Group interviews may differ in focus, structure, and goals. Focus groups may be open-ended and unstructured with the goal of surfacing inductive insights to explore and elaborate in group discussion. Human-centered design often includes group interviews that are structured to provide specific feedback or insight into research instruments or ideas. Deliberative democracy follows an even-more structured set of procedures to develop group-endorsed recommendations on research topics. Despite their differences, these approaches all make sense in circumstances when group dynamics are central to a research puzzle or when collaborative discussion can shed light.

In general, observation – whether it be direct observation, participant-observation, or using video recording – is less common in health sciences than are interviews. The scientific premise of a study that uses observation is that research participants may have difficulty verbalizing insights that are scientifically significant. Other approaches can also be used in this way and even though they are not considered observational methods, they might be considered kissing cousins. Passive audio recording, in which researchers receive permission to place a recording device unattended in a clinic exam room, is one example. Community engaged and community participatory research, which are often undertaken with an eye towards addressing and advancing health equity and justice, may be another example. During community engagement, researchers and participants interact in ways that can surface difficult-to-verbalize insights. Community engaged research also has the potential to create conditions of trust between researchers and participants that foster interactions of more genuine authenticity. The end result is improved rigor and reproducibility. Investigators who embrace community engagement with an eye towards equity and justice may also consider highlighting its scientific advantages. In many situations, community engagement can provide scientific insights akin to those generated by participant-observation.

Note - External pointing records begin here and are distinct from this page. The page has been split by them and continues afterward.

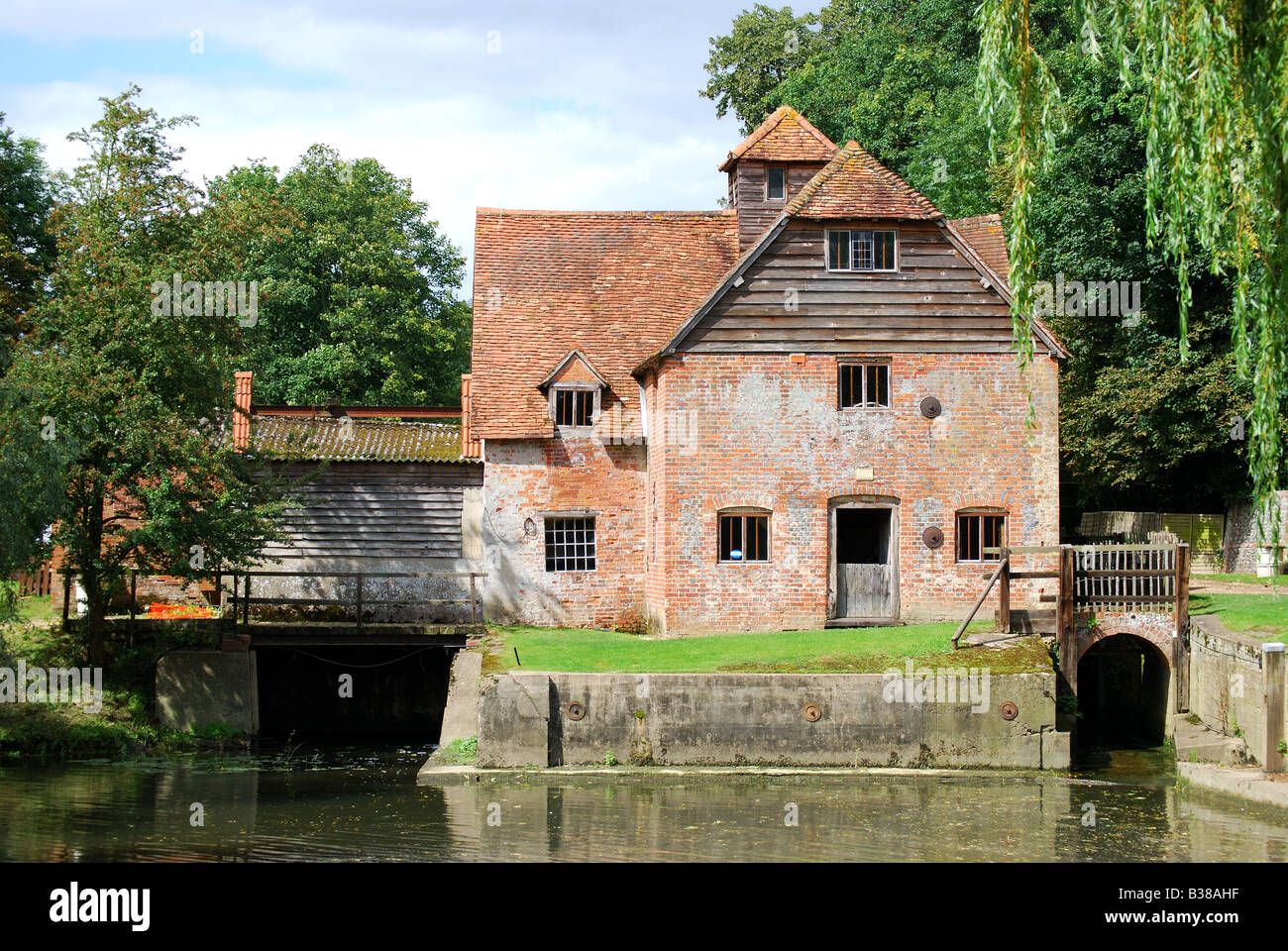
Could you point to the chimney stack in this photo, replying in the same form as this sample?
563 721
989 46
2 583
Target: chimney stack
241 409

Over the years, I’ve turned to rigor and reproducibility countless times to explain my enthusiasm (or lack thereof) for grants under review. Used in checkbox fashion (sample: check, variable construction: check, statistical analysis: check, etc.), R&R are just empty words. Properly applied, though, R&R can help operationalize critical habits of mind. They help us interrogate whether an investigator has identified an appropriate real-world scientific puzzle that can be studied with existing methods. They help us assess whether the investigator has articulated a study premise that holds promise to shed light on that puzzle. They help us evaluate how fully a particular study design and its procedures will deliver on that promise. Over the years, I’ve found this habit of mind is surprisingly agnostic with respect to method and paradigm. R&R can be particularly helpful to guide thoughtful selection of qualitative research methods.